I was visited by my former aging nanny (yaya) named Beata last week and she showed me several news clippings-releases about comfort women. She narrated a friend’s sad experience during the war. She said that she was 13 when her friend was detained, along with her grandmother, by Japanese soldiers in a municipal hall-turned-garrison in Dasol, Pangasinan. For 10 days, she was forced to do manual labor during the day and repeatedly raped at night. Later on, she would witness her own grandmother being raped and killed.
Fidencia David is one of the few living comfort women, a euphemism for military sex slaves of the Japanese Imperial Army during World War II.
Lolas Kampanyeras, the comfort-women support group she belongs to, now has less than 10 active members from over a hundred when it was formed in 2000.
Seven decades after the war, they’re still waiting for an official apology, just compensation and inclusion of their story in history books.
David was one of the first victims to step forward and file a legal suit against the Japanese government as part of the first comfort women group, Lila Pilipina.
None of those cases prospered. Lack of government support has also been blamed for the loss of every legal battle since 1998. (Source: Comfort women keep the faith by Nathalie Tomada, The Philippine Star, April 4, 2016)
This is the very sad state of our comfort women, not even the government has taken any effort to fight for their cause. To wit :
“Before Gloria Arroyo ran for presidency, she promised the lolas of Lila Pilipina that if they vote for her, she will put her attention to the issue because, according to the lolas, Gloria Arroyo told them that “Babae din daw siya.” It was all talk.
In 2010, President Aquino said that he will task former Ambassador Emmanuel Lopez to handle the plight of the comfort women. He also promised that he will ask Congress to create a law to guarantee that the comfort women will get compensation from the 1956 Reparations Agreement. As far as the comfort women lolas are concerned, nothing came out of it. Again, it was all talk.
The Philippine government stated that the lolas have already been compensated through the Asian Women’s Fund, which was created by Japan to give out compensation packages and loans to “certified” comfort women. This “compensation,” however, does not reach the entirety of the comfort women.
And if it did, still, no amount of money can ever make up for the decades of trauma and pain that the comfort women have gone through.

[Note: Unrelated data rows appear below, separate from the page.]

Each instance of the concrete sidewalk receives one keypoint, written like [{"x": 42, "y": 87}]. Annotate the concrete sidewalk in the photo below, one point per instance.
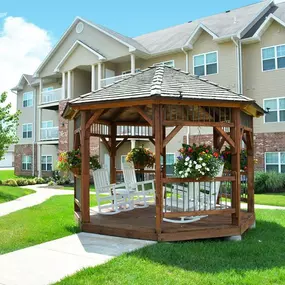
[
  {"x": 49, "y": 262},
  {"x": 41, "y": 195}
]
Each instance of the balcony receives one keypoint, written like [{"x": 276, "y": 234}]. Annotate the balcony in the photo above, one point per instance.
[
  {"x": 48, "y": 134},
  {"x": 51, "y": 96},
  {"x": 107, "y": 81}
]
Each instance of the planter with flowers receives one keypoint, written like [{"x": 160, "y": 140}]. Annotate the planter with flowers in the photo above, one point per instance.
[
  {"x": 141, "y": 157},
  {"x": 196, "y": 161},
  {"x": 71, "y": 161}
]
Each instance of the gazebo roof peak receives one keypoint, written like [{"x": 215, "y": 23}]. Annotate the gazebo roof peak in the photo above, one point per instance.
[{"x": 165, "y": 82}]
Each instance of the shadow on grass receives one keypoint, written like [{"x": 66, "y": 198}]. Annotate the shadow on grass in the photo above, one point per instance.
[{"x": 261, "y": 248}]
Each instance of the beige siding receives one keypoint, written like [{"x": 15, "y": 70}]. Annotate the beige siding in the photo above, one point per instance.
[
  {"x": 227, "y": 62},
  {"x": 80, "y": 56},
  {"x": 108, "y": 47},
  {"x": 26, "y": 116},
  {"x": 262, "y": 85}
]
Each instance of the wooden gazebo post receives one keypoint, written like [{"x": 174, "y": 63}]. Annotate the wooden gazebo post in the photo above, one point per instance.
[
  {"x": 158, "y": 185},
  {"x": 85, "y": 168}
]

Japan still hasn’t apologized unequivocally for their war crimes. “Money alone will never be enough to compensate for the atrocities of the Japanese Imperial Forces.” (Source: 8 Facts You Should Know About Filipino Comfort Women by Cody Cepeda, 1/26/2016)
Time is the essence of why concerned people and support groups wanted to immediately give what is due to all Filipino comfort women and maybe to their heirs because our lolas are dying.
According to a clinical psychologist and Kampanyeras coordinator Cristina Rosello. “But this is also the right time (to step up the campaign) because media interest has waned, (we’re sounding like a) broken record and the lolas are dying.”
Rosello, who authored the book “Disconnect: The Filipino Comfort Women,” has been a volunteer psychologist to comfort women since 1995.
Based on her studies, their experiences could be described as worse, as they exhibited combined symptoms of single-rape events victims and prisoners of war.
“So you would be shocked, how did these women survive?” Rosello asked.
She noted that what happened to the Filipino comfort women was distinct and “explicitly criminal” because not only were they non-combatants, it happened towards the end of the war when aggression was much more brutal.
The comfort women issue, however, has grown complex amidst “deepening friendly relations” between the Philippines and Japan.
According to Rosello, they’ve been told that the government “cannot deal with the issue without considering the context that Japan is now an ally and providing economic aid.”
The only historical marker for comfort women is found in Liwasang Bonifacio in Manila in the hope that the tragedy will never happen again.
For Rosello, the implications of continuing the fight for these lolas — the living but fast-fading reminders of wartime atrocities — are wide-ranging.
“We should get redress and justice for these women because they didn’t deserve the wartime victimization. Their suffering didn’t stop in the war, it continued beyond. A lot of them brought the grief to their deathbed,” she said. (From Nathalie Tomada’s article)
Are we going to stop the fight after the last of our lolas who are victims of war atrocities meet its Creator? As what Cody Cepeda said, which I agree, “With or without the lolas in this life, the fight for true justice goes on.”